A rollercoaster of legal recourse — In addition to nondisclosure agreements, Arise has also tried to enforce a class-action waiver with increased degrees of success. Federal class-action suits were made against the company in 2011, 2012, 2013, and 2016. In August of 2016, Charles Muhl, an administrative law judge, ruled that the company had to stop forcing agents to sign the waiver and nullify all previous ones.
Donald Trump’s first Supreme Court nominee, Neil Gorsuch, wrote the majority decision for the May 2018 ruling on Epic Systems Corp. v. Lewis. The court ruled 5 to 4 that corporations can bar class-action lawsuits in their arbitration clauses, and Muhl’s ruling was overturned a few months later. The late Justice Ruth Bader Ginsburg said from the bench that the ruling will cause a “huge under-enforcement of federal and state statutes designed to advance the well being of vulnerable workers.”
In response to the lawsuits the company has faced, Arise’s legal department has cracked down on company semantics. Agents schedule “intervals” instead of hours and are “servicing,” not working. They also have their services “enhanced” rather than being coached, and passed customers up to “performance facilitators” instead of supervisors. This language helps the company assert that the agents aren’t employees. Arise doesn’t hire agents in certain states, especially those with strong labor laws, including California, Connecticut, Maryland, Massachusetts, New York, Oregon, and Wisconsin.

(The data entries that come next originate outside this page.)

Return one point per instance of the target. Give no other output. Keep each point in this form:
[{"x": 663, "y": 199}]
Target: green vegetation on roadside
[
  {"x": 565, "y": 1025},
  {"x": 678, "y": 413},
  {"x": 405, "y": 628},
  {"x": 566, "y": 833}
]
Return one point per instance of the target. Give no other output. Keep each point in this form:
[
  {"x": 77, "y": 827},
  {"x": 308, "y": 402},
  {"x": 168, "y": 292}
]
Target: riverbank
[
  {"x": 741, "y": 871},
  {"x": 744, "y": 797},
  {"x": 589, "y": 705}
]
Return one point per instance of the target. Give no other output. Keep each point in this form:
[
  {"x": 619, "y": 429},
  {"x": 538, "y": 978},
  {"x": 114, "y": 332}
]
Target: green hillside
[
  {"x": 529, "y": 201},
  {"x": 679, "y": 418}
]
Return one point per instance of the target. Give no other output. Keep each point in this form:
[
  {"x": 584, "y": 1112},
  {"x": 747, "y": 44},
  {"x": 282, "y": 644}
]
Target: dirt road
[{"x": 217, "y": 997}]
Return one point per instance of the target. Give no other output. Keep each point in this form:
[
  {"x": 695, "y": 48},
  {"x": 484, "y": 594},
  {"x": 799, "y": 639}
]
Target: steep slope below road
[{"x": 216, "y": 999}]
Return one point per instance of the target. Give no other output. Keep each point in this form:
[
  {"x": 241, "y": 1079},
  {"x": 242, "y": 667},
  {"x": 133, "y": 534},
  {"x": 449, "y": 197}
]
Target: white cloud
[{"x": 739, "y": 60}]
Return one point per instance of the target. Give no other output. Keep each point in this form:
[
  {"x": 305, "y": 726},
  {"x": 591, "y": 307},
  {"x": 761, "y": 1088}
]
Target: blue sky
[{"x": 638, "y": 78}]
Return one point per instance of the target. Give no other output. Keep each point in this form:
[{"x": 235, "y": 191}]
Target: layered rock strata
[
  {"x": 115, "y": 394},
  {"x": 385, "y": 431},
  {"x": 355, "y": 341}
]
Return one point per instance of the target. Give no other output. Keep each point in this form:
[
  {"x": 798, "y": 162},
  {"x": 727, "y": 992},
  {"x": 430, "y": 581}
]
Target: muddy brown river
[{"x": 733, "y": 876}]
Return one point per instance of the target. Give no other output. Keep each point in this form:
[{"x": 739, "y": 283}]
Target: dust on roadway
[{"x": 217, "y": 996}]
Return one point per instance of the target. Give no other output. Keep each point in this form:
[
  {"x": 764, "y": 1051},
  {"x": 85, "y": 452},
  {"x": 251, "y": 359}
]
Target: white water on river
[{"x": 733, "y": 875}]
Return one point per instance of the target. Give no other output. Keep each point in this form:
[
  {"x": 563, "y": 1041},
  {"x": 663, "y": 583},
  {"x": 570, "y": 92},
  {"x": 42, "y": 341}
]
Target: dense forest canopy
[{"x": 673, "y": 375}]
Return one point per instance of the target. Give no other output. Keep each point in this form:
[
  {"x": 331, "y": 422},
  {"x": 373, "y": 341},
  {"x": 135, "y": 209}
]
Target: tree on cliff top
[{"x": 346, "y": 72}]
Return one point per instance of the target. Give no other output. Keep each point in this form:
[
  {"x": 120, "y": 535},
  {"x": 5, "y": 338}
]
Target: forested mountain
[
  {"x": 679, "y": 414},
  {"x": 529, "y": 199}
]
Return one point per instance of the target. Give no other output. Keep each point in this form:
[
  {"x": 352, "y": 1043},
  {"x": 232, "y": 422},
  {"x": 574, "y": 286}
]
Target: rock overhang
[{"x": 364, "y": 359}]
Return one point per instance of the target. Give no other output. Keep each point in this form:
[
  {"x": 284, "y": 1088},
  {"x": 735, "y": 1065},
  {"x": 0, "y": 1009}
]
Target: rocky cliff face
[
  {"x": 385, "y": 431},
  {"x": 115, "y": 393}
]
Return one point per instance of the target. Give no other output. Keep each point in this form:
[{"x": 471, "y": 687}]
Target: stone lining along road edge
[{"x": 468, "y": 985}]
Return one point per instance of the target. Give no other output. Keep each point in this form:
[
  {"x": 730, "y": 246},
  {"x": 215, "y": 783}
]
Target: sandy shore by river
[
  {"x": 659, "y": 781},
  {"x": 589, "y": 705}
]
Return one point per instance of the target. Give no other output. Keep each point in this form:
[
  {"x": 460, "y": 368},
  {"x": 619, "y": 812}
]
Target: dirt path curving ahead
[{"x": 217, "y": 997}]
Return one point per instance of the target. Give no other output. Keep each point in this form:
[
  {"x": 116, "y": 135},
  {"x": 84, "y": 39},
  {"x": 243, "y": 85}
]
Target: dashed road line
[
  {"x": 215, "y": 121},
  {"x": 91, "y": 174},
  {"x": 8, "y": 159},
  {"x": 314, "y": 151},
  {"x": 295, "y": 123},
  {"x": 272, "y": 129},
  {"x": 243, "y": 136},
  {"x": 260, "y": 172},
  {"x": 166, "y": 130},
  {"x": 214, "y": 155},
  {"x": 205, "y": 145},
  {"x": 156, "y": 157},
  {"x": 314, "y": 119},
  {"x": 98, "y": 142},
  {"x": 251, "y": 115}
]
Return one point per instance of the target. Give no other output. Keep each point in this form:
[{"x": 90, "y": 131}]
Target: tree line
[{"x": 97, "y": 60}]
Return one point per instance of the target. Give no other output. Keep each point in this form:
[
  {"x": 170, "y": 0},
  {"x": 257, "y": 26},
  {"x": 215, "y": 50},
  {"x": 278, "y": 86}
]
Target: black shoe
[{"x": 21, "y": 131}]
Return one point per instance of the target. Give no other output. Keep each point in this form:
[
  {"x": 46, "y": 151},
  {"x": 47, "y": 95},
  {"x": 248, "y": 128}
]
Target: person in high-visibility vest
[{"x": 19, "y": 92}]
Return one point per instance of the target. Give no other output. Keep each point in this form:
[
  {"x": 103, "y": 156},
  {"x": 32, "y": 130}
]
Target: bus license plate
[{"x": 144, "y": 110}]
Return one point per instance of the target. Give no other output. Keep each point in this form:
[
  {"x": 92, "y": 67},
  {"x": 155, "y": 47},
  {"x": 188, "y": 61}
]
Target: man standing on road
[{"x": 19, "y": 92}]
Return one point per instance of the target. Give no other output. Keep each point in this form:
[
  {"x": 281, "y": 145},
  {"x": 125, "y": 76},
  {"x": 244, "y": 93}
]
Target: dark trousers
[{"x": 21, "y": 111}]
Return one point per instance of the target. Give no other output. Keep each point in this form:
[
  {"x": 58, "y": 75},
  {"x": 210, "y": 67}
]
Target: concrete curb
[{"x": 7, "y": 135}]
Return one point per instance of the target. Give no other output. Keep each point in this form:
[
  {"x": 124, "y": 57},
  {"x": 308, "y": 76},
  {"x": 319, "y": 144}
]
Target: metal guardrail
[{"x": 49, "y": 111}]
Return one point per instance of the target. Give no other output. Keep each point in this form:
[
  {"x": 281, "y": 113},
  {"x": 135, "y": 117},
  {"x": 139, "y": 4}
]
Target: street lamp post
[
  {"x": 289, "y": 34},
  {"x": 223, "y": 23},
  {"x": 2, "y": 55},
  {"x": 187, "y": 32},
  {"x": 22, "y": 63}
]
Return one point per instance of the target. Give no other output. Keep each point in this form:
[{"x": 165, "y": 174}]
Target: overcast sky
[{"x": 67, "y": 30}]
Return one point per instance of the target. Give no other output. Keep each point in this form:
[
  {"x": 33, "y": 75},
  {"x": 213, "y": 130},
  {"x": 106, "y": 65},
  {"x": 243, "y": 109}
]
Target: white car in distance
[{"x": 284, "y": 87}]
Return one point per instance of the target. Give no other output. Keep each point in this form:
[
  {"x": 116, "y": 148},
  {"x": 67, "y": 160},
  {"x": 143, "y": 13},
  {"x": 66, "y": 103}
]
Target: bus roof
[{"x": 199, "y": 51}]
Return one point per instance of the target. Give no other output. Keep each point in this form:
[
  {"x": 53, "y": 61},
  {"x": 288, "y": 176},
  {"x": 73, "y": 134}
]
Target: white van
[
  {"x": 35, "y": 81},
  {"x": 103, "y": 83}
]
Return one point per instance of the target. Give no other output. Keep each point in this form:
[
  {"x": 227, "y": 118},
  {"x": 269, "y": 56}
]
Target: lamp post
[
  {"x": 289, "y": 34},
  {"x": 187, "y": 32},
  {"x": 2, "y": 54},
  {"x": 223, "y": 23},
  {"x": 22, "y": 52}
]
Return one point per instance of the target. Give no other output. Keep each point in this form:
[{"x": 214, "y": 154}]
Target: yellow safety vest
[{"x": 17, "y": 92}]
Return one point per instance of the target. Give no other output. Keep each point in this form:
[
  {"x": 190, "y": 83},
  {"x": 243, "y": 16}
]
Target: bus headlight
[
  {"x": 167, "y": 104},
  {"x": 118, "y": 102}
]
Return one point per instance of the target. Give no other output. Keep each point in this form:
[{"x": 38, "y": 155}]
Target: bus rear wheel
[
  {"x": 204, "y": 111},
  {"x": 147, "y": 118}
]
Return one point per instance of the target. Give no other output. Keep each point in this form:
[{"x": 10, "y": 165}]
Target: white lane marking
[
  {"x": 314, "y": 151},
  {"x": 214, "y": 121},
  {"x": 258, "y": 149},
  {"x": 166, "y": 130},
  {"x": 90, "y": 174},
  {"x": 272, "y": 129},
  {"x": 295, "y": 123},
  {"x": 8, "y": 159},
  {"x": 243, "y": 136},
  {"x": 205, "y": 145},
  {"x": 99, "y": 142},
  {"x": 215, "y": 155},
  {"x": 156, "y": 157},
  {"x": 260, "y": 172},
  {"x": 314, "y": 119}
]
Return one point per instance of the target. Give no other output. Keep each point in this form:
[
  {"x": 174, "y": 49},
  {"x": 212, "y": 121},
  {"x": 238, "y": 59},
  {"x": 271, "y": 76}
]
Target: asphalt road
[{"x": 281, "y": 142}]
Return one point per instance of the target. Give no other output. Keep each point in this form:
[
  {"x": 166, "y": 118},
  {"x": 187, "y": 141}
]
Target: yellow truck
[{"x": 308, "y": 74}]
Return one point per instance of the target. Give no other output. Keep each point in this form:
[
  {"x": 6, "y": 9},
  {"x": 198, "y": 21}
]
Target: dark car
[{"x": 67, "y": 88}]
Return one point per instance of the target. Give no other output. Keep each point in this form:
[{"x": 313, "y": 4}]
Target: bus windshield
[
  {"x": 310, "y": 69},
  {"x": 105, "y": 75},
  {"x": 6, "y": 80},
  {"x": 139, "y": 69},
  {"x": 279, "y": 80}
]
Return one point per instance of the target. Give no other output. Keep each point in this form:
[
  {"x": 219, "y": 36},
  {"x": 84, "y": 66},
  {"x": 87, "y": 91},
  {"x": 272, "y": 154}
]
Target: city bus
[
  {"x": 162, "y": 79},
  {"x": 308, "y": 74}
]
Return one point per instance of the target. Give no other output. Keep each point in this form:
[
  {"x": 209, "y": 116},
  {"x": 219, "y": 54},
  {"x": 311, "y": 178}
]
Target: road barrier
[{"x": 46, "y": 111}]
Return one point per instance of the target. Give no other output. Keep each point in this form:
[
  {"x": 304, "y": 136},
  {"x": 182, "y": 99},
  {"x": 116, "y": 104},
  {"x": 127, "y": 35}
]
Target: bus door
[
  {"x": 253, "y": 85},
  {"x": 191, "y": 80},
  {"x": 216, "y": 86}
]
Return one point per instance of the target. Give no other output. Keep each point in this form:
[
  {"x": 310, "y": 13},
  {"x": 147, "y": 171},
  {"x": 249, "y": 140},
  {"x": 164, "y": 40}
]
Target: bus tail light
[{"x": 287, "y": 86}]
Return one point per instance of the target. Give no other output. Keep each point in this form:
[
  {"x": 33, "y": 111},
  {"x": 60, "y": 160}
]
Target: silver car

Sound familiar? — The independent contractor-fueled gig economy is slowly facing a reckoning. Some Arise agents are glad they can work from home and support their families, but the personal cost is high. Former agent Yvonne Corder was so terrified of losing the $9 an hour job that she once worked — uh, serviced — customers through a bout of food poisoning, putting callers on hold to vomit.

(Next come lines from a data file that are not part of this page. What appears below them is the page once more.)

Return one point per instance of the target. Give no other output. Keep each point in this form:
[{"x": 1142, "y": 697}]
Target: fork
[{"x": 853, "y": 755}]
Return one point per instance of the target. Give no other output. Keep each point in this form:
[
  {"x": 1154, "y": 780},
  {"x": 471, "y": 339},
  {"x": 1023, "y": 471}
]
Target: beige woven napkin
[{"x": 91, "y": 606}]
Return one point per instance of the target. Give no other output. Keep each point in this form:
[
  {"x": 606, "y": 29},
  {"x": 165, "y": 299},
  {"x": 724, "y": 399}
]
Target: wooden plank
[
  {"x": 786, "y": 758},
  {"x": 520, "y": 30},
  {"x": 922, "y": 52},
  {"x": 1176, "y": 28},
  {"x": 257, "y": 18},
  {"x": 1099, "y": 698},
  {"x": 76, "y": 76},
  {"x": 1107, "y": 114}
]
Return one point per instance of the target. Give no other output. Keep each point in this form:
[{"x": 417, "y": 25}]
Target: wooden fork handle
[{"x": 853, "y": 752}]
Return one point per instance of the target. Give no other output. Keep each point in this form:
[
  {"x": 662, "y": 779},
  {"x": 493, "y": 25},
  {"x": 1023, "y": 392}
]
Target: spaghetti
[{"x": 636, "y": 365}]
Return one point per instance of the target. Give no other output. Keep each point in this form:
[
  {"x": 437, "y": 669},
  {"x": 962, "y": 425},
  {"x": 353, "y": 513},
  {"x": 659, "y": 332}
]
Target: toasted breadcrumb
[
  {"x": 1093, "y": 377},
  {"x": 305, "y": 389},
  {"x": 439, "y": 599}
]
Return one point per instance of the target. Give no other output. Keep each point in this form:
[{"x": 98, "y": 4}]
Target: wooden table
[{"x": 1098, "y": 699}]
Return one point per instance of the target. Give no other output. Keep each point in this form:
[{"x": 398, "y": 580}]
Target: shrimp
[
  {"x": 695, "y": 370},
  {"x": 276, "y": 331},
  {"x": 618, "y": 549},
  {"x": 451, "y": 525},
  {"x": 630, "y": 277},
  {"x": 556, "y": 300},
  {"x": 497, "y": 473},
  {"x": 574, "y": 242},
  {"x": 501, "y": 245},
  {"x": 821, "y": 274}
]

Companies are so desperate to underpay their contracted workers that they’ll come up with anything to avoid calling them employees. Uber, Lyft, Doordash, and Instacart are spending millions on a ballot measure to avoid doing just that in California. Bird launched a sketchy franchise scheme at the pandemic’s onset that exposes workers to intense legal and financial liabilities. Arise has just managed to do this work in the shadows.

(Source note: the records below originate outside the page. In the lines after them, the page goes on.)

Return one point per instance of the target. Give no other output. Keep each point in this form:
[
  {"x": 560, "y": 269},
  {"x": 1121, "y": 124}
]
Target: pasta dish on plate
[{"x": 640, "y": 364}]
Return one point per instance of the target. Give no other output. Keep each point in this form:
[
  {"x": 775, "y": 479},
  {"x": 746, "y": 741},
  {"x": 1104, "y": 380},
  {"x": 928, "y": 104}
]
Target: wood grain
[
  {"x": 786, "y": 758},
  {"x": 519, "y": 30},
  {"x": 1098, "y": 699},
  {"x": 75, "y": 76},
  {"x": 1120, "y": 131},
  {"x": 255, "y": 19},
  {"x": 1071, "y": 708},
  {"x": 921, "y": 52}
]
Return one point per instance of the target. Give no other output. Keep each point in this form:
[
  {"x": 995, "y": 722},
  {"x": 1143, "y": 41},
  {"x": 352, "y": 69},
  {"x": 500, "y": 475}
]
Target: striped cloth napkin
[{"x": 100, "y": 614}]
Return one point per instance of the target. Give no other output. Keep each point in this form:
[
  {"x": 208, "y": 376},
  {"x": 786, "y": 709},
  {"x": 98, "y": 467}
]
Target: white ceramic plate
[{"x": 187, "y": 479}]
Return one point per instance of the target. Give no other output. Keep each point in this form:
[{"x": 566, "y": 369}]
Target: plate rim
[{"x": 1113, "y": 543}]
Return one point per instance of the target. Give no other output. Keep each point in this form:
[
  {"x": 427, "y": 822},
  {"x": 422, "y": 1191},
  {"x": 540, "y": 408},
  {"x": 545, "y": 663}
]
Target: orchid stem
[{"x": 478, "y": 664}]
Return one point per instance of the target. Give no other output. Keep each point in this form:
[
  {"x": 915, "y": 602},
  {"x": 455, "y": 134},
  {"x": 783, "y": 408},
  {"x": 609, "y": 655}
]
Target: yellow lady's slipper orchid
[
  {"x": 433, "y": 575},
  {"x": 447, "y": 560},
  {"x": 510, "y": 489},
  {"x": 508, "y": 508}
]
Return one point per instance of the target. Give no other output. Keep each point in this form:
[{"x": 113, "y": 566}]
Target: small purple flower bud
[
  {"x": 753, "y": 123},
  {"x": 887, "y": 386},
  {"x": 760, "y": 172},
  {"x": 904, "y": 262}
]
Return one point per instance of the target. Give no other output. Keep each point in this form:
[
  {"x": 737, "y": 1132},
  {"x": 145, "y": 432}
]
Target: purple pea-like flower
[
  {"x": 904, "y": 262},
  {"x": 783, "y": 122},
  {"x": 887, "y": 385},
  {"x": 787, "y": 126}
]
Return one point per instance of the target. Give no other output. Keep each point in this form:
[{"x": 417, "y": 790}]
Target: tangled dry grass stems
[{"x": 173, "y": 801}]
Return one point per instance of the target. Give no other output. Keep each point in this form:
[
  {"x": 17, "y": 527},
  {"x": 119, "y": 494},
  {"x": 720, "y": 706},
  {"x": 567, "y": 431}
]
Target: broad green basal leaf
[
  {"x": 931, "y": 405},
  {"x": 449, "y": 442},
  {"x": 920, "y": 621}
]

In addition to the companies previously mentioned, Amazon, Apple, eBay, Home Depot, Peloton, Princess Cruises, Signet Jewelers, Staples, Virgin Atlantic, and Walgreens currently or formerly paid for Arise’s services. Of the 38 corporations that have used the Arise over its operating years, only Signet (owner of Zales, Kay, and Jared Jewelers) sent a statement to ProPublica involving any consequences. The company had planned to supplement its in-house team during peak seasons, an arrangement which is now “paused pending further due diligence.”